7.6. OpenCL kernel caching¶
OpenCL kernels are cached in memory and on hard disk on multiple levels during a MIRGE-Com execution. This has the advantage of reducing the compilation time of kernels when running the same driver multiple times.
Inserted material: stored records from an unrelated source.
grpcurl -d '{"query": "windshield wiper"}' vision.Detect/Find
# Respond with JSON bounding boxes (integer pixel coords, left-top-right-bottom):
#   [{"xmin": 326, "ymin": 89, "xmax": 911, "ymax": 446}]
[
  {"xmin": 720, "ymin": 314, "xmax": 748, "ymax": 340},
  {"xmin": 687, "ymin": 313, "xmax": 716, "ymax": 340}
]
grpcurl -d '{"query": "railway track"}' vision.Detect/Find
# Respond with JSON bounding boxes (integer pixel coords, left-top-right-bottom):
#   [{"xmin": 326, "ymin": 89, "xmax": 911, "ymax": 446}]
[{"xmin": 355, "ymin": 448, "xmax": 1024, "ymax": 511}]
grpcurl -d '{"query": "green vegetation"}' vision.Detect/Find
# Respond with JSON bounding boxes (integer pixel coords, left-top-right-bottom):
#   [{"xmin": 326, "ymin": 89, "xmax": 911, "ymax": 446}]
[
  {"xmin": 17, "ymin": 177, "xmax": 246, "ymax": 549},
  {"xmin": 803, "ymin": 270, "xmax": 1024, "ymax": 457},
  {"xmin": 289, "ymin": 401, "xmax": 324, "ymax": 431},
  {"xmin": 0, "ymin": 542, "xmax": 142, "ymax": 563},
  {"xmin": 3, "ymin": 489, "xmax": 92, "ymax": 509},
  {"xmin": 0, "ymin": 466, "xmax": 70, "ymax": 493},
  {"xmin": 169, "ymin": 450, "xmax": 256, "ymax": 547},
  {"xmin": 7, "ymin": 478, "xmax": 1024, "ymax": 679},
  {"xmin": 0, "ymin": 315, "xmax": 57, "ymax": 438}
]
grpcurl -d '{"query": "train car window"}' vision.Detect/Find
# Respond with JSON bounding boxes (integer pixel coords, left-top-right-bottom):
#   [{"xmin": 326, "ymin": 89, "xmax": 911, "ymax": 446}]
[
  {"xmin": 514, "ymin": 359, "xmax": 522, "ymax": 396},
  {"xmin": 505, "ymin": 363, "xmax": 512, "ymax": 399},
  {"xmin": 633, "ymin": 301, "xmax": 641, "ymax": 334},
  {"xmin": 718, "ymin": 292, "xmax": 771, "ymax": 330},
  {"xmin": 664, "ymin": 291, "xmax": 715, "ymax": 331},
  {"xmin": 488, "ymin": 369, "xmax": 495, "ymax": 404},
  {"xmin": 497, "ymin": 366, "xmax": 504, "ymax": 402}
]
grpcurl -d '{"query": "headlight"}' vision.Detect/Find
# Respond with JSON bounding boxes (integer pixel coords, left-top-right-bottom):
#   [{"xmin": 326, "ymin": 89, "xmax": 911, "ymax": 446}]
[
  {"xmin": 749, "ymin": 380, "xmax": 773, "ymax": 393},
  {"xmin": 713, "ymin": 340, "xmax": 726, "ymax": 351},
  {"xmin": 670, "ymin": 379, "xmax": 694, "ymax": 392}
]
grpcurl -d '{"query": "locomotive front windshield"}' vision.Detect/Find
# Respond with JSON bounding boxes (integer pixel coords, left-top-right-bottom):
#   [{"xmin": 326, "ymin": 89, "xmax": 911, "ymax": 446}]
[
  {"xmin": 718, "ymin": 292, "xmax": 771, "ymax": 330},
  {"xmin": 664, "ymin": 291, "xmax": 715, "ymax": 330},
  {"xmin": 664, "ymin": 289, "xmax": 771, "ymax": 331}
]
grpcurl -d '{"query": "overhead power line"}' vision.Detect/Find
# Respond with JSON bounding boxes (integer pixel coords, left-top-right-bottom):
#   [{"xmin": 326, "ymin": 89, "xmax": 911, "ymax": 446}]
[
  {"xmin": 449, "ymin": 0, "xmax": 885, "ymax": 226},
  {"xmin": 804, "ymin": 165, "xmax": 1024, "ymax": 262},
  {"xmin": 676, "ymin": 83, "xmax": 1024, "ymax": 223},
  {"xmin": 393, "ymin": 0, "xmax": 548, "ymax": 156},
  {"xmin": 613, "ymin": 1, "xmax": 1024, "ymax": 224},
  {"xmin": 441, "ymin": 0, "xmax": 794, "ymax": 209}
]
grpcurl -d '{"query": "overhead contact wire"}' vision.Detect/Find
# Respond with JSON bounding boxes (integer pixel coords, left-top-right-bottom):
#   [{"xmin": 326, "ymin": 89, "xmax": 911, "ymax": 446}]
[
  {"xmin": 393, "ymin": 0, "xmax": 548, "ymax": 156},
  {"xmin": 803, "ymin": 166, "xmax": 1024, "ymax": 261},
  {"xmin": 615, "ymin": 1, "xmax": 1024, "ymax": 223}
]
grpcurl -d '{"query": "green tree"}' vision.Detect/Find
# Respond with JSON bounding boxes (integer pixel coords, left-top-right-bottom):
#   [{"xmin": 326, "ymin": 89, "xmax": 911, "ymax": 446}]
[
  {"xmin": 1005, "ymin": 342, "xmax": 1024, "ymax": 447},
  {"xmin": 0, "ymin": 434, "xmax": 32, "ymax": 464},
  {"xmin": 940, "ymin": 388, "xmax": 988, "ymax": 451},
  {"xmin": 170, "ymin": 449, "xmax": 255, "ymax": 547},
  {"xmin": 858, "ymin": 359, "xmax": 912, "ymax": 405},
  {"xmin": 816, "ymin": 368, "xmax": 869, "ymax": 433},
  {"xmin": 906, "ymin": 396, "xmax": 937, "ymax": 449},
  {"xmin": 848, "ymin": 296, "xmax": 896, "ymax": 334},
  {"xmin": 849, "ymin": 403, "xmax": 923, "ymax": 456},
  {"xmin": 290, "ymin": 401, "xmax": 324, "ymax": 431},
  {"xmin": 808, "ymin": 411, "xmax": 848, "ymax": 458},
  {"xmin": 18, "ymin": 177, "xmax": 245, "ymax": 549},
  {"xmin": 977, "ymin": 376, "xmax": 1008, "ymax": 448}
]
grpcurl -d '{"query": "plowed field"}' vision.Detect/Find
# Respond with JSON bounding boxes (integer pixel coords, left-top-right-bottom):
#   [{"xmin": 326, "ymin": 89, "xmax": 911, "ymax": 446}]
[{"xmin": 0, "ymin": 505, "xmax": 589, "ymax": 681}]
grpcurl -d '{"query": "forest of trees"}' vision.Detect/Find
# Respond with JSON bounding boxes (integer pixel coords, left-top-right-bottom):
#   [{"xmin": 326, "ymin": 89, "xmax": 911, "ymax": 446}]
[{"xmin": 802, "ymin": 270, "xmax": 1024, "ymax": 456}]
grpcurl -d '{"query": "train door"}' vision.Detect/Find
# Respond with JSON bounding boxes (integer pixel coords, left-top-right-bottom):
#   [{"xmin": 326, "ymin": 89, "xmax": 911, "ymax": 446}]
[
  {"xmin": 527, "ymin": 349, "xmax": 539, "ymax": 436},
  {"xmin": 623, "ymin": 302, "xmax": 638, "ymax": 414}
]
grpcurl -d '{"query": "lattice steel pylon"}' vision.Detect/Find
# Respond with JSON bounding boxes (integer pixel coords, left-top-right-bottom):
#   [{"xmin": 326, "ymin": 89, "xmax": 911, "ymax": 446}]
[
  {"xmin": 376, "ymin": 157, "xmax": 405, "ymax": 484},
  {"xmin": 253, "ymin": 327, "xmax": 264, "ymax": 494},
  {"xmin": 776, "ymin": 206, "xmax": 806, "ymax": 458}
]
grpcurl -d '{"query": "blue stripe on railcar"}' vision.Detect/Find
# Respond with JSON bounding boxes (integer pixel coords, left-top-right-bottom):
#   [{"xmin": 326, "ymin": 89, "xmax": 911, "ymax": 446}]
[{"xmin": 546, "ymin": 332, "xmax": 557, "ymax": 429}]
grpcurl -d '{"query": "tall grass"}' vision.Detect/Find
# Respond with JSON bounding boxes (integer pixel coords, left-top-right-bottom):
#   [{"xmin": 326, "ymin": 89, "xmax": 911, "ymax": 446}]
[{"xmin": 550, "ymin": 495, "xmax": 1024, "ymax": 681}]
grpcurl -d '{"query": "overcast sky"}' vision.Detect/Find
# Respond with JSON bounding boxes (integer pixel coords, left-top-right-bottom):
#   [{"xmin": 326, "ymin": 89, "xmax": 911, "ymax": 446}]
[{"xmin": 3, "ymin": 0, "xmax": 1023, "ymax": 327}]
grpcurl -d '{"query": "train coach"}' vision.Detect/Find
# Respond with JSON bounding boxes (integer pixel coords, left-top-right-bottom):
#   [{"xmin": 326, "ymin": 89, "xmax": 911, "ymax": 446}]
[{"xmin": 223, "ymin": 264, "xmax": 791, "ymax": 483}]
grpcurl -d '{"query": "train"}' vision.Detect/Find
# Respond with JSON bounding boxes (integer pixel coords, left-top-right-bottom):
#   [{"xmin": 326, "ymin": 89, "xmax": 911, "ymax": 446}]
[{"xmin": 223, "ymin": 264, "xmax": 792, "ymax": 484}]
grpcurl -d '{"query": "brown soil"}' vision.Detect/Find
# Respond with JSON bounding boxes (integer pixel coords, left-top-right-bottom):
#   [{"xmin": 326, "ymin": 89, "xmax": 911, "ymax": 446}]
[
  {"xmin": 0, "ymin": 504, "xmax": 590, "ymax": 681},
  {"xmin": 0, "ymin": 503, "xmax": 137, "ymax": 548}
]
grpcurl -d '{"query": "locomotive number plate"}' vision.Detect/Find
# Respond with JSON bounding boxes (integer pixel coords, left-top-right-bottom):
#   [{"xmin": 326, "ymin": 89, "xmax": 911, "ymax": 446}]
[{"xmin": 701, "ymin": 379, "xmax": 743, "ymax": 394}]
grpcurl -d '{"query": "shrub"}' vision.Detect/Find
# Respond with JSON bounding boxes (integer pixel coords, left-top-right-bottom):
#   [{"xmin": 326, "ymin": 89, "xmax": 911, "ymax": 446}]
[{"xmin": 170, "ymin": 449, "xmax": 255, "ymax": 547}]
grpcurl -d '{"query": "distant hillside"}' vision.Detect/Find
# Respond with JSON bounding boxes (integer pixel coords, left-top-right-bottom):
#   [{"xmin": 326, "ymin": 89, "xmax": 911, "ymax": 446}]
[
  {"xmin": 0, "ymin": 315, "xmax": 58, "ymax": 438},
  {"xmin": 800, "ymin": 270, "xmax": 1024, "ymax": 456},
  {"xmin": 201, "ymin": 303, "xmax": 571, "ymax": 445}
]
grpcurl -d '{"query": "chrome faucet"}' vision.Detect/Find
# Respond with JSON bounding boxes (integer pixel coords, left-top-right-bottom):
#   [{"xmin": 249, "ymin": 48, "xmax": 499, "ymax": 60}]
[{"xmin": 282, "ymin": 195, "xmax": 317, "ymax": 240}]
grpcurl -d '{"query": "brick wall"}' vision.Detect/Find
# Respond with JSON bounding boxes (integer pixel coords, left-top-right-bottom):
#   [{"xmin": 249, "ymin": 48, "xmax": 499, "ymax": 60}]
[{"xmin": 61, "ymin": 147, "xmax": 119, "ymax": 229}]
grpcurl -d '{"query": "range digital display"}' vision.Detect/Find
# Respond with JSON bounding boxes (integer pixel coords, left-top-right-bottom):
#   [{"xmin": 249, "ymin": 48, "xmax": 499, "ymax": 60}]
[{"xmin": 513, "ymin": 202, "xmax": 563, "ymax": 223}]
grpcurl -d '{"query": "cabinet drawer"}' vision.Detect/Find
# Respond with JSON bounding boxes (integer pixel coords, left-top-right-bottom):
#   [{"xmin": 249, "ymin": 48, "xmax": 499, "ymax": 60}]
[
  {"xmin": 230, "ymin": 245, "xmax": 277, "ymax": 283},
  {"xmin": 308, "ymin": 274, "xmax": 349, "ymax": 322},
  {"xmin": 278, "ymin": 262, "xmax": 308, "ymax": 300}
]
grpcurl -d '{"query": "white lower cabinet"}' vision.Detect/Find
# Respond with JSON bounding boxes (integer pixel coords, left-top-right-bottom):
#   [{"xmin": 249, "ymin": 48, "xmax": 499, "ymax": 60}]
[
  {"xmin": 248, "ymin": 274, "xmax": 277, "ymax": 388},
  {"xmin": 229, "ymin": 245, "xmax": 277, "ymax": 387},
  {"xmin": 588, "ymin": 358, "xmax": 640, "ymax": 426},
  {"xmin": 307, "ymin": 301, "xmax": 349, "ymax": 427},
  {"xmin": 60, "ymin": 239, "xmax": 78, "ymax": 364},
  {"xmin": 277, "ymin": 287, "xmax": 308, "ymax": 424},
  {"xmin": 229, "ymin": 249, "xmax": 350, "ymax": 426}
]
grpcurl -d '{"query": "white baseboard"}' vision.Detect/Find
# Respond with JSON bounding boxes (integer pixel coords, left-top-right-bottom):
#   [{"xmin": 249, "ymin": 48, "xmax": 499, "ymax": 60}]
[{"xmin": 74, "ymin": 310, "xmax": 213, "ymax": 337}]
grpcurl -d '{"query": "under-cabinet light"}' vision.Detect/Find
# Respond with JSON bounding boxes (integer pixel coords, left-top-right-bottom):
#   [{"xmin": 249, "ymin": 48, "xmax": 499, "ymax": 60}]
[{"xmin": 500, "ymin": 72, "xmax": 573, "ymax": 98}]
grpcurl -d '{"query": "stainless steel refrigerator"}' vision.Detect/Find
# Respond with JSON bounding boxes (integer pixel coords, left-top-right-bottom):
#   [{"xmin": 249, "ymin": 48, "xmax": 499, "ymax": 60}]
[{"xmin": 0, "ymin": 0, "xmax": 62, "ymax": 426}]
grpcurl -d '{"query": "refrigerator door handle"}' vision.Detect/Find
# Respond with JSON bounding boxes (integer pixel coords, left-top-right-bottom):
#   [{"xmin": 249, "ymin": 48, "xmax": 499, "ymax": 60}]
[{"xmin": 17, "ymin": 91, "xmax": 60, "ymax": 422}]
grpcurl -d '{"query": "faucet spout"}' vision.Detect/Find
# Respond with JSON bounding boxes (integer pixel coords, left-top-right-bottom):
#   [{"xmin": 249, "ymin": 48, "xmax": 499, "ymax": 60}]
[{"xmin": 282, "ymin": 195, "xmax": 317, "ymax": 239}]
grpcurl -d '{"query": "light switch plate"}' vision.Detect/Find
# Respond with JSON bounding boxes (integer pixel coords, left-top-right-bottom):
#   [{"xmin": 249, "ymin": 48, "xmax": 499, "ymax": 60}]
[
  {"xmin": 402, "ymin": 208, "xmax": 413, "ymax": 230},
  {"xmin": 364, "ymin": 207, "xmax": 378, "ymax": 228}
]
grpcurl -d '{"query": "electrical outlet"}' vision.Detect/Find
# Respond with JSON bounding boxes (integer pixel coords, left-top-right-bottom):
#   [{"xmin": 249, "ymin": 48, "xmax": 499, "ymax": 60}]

The following sections discuss MIRGE-Com-related packages that use caching, with a focus on configuring the disk-based caching.
Note
The following bash code can be used to remove all disk caches used by MIRGE-Com on Linux and MacOS:
$ rm -rf $XDG_CACHE_HOME/pytools/pdict* ~/.cache/pytools/pdict*
~/Library/Caches/pytools/pdict* $XDG_CACHE_HOME/pyopencl
~/.cache/pyopencl ~/Library/Caches/pyopencl $POCL_CACHE_DIR
$XDG_CACHE_HOME/pocl ~/.cache/pocl ~/.nv/ComputeCache $CUDA_CACHE_PATH
Note
The following bash code can be used to disable all disk caches:
$ export LOOPY_NO_CACHE=1
$ export PYOPENCL_NO_CACHE=1
$ export POCL_KERNEL_CACHE=0
$ export CUDA_CACHE_DISABLE=1
Note
Disabling disk caching for a specific package only affects
that particular package. For example, disabling disk caching for loopy
does not affect the caching behavior of pyopencl
or PoCL.
7.6.1. Loopy¶
loopy
stores the source of generated PyOpenCL kernels and their
invokers in $XDG_CACHE_HOME/pytools/pdict-*-loopy
by default. You can export
LOOPY_NO_CACHE=1
to disable caching. See here
for details.
Note
loopy
uses pytools.persistent_dict.PersistentDict
for caching. PersistentDict
also keeps an
in-memory cache.
Note
When $XDG_CACHE_HOME
is not set, the cache dir defaults to
~/.cache
on Linux and ~/Library/Caches/
on MacOS.
7.6.2. PyOpenCL¶
pyopencl
caches in $XDG_CACHE_HOME/pyopencl
(kernel source
code and binaries returned by the OpenCL runtime) and
$XDG_CACHE_HOME/pytools/pdict-*-pyopencl
(invokers, generated source code)
by default. You can export PYOPENCL_NO_CACHE=1
to disable caching. See here
for details.
Note
PyOpenCL does not cache kernel binaries in memory by default. To keep the
compiled version of a kernel in memory, simply retain the
pyopencl.Program
or pyopencl.Kernel
objects. Loopy’s
loopy.LoopKernel
already holds handles to compiled
pyopencl.Kernel
objects.
Note
PyOpenCL uses clCreateProgramWithSource
on the first compilation and
caches the OpenCL binary it retrieves. The second time the same source
is compiled, it uses clCreateProgramWithBinary
to hand the binary
to the CL runtime (such as PoCL). This can lead to different caching
behaviors on the first three compilations depending on how the CL runtime
itself performs caching.
7.6.3. PoCL¶
PoCL stores compilation results (LLVM bitcode and shared
libraries) in $POCL_CACHE_DIR
or $XDG_CACHE_HOME/pocl
by default. You
can export POCL_KERNEL_CACHE=0
to disable caching. See here for details.
Note
When $POCL_CACHE_DIR
and $XDG_CACHE_HOME
are not set, PoCL’s cache
dir defaults to ~/.cache/pocl
on Linux and MacOS.
7.6.4. CUDA¶
CUDA stores binary kernels in ~/.nv/ComputeCache
(on Linux only, we do
not support CUDA devices on MacOS) by default. You can
export CUDA_CACHE_DISABLE=1
to disable caching, and select a different
cache directory with CUDA_CACHE_PATH
. See here
for details.
Warning
The CUDA JIT cache is disabled by default on Lassen, i.e.,
CUDA_CACHE_DISABLE=1
is set by default. Source: email by
J. Gyllenhaal on 03/12/2020.